Quand Albertine revint dans ma chambre, elle avait une robe de satin noir qui contribuait à la rendre plus pâle, à faire d’elle la Parisienne blême, ardente, étiolée par le manque d’air, l’atmosphère des foules et peut-être l’habitude du vice, et dont les yeux semblaient plus inquiets parce que ne les égayait pas la rougeur des joues.

« — Devinez, lui dis-je, à qui je viens de téléphoner, à Andrée. »

« — À Andrée ? » s’écria Albertine sur un ton bruyant, étonné, ému qu’une nouvelle aussi simple ne comportait pas. « J’espère qu’elle a pensé à vous dire que nous avions rencontré Mme Verdurin l’autre jour. »

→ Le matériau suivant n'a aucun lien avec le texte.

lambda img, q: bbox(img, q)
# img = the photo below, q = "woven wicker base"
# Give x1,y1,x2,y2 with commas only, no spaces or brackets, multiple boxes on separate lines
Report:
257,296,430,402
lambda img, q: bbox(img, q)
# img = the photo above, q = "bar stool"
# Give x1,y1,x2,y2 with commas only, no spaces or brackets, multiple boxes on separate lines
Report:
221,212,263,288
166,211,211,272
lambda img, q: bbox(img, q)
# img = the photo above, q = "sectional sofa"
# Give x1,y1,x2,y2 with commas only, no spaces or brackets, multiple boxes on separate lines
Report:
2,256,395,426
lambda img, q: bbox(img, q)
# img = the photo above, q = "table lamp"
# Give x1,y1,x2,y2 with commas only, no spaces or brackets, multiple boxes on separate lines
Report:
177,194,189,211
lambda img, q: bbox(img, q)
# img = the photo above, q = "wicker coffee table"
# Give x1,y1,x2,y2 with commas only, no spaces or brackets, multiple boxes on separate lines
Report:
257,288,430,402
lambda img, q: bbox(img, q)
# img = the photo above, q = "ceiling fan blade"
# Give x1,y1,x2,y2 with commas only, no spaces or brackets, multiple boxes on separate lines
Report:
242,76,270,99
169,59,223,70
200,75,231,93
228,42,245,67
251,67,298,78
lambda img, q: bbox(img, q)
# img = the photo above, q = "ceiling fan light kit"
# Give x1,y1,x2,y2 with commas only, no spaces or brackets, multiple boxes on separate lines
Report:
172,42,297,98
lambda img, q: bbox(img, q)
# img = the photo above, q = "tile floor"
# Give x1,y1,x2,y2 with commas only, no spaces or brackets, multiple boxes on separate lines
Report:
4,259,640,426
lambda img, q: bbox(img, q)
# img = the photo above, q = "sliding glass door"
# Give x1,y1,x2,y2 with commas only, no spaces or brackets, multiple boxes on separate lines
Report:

« — Mme Verdurin ? je ne me rappelle pas », répondis-je en ayant l’air de penser à autre chose, à la fois pour sembler indifférent à cette rencontre et pour ne pas trahir Andrée qui m’avait dit où Albertine irait le lendemain. Mais qui sait si elle-même, Andrée, ne me trahissait pas, et si demain elle ne raconterait pas à Albertine que je lui avais demandé de l’empêcher coûte que coûte d’aller chez les Verdurin, et si elle ne lui avait pas déjà révélé que je lui avais fait plusieurs fois des recommandations analogues. Elle m’avait affirmé ne les avoir jamais répétées, mais la valeur de cette affirmation était balancée dans mon esprit par l’impression que depuis quelque temps s’était retirée du visage d’Albertine la confiance qu’elle avait eue si longtemps en moi.